Update Greek dictionary for linguistic correctness and completeness #416

agoatboi · 2025-03-18T10:05:01Z

The goal of this PR is to manually check the Greek dictionary and replace all occurances of:

Incorrect spellings
Incorrect stress signs
English names transliterated in Greek
Words with double stress symbol (valid, but only appears in particular sentence structuring).

With alternatives featuring:

Common words (and a few scientific or vernacular/idiomatic ones)
Correctly stressed word variations
Greek names (historical or current)
Occasional words stressed with (¨) "διαλυτικά" and (΅) "διαλυτικά με τόνο" which infrequently come up in writing.

In all replacements an effort was made to keep the letter distribution largely the same, but I am relatively sure that the average length of the words has been increased. The file was consistently checked for duplicates, and none were created.

semanticdiff-com · 2025-03-18T10:05:04Z

Review changes with

Changed Files

File	Status
packages/keybr-keyboard/lib/language.ts	88% smaller
packages/keybr-keyboard-io/lib/parser/diacritics.ts	0% smaller
packages/keybr-keyboard/lib/layout/el_gr.ts	0% smaller
packages/keybr-phonetic-model/assets/model-el.data	Unsupported file format

aradzie · 2025-03-20T17:16:39Z

George, thank you for your contribution!
I know from experience that creating a quality word list is a tedious and time consuming task.
(I can't count how many hours I spent on the English list.)
That being said, the file that you are modifying is automatically generated, your changes will be lost, and we use a different approach.
It's a bit complicated, so let me explain.

First, we have a separate repository where we develop the word frequency dictionaries.
I compared your changes with the existing file, the list sizes are the same, so I assume you only fixed the existing words, and did not insert or delete words.
Based on this assumption I replaced the words in the original corpus repository.
Next, I passed the words thought an automatic spell checker to filter out any invalid words.
Then I created a spreadsheet in Google docs.
This is the usual approach, I create a spreadsheet for a native speaker to review. It seems to be easier this way because it does not require any coding from the reviewer.
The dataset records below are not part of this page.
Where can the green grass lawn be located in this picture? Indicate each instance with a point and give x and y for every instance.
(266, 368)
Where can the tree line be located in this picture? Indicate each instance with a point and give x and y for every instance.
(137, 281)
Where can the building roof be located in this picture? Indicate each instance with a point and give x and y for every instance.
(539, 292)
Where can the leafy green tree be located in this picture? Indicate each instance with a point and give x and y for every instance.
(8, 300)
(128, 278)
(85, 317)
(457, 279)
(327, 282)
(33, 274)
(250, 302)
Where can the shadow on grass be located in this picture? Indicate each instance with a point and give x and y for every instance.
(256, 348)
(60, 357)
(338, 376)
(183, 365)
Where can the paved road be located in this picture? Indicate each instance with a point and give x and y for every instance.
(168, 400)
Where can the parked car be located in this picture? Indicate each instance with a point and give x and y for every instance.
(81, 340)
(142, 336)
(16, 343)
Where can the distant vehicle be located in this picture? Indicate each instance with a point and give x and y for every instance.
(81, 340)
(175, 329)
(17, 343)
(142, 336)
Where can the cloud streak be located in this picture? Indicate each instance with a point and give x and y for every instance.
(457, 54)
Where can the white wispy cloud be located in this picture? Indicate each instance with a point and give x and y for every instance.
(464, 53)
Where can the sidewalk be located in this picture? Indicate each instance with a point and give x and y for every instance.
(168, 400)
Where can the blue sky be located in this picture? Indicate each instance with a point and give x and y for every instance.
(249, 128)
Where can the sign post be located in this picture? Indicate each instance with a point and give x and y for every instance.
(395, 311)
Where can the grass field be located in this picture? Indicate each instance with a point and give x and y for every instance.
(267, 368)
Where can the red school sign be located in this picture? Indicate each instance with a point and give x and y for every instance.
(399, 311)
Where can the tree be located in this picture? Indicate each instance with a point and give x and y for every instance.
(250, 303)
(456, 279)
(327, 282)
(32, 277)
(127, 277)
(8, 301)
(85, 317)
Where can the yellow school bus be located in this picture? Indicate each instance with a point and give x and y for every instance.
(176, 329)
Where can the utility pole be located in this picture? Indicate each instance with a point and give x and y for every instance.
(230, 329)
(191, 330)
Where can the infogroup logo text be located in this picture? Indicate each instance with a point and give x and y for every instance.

The spreadsheet has three columns. If the third column is not empty, then it contains the original word before you fixed it, and such a row is highlighted in a separate color.
There is also a separate sheet rejected with the words rejected by the spell checker. You may want to take a look at it.

So, let me ask you to review the spreadsheet.
If you find a spelling error, just fix the word in the first column.
If you find an invalid word, then delete the row or simply blank out the cell. (Put the cursor on the invalid word then press Backspace.)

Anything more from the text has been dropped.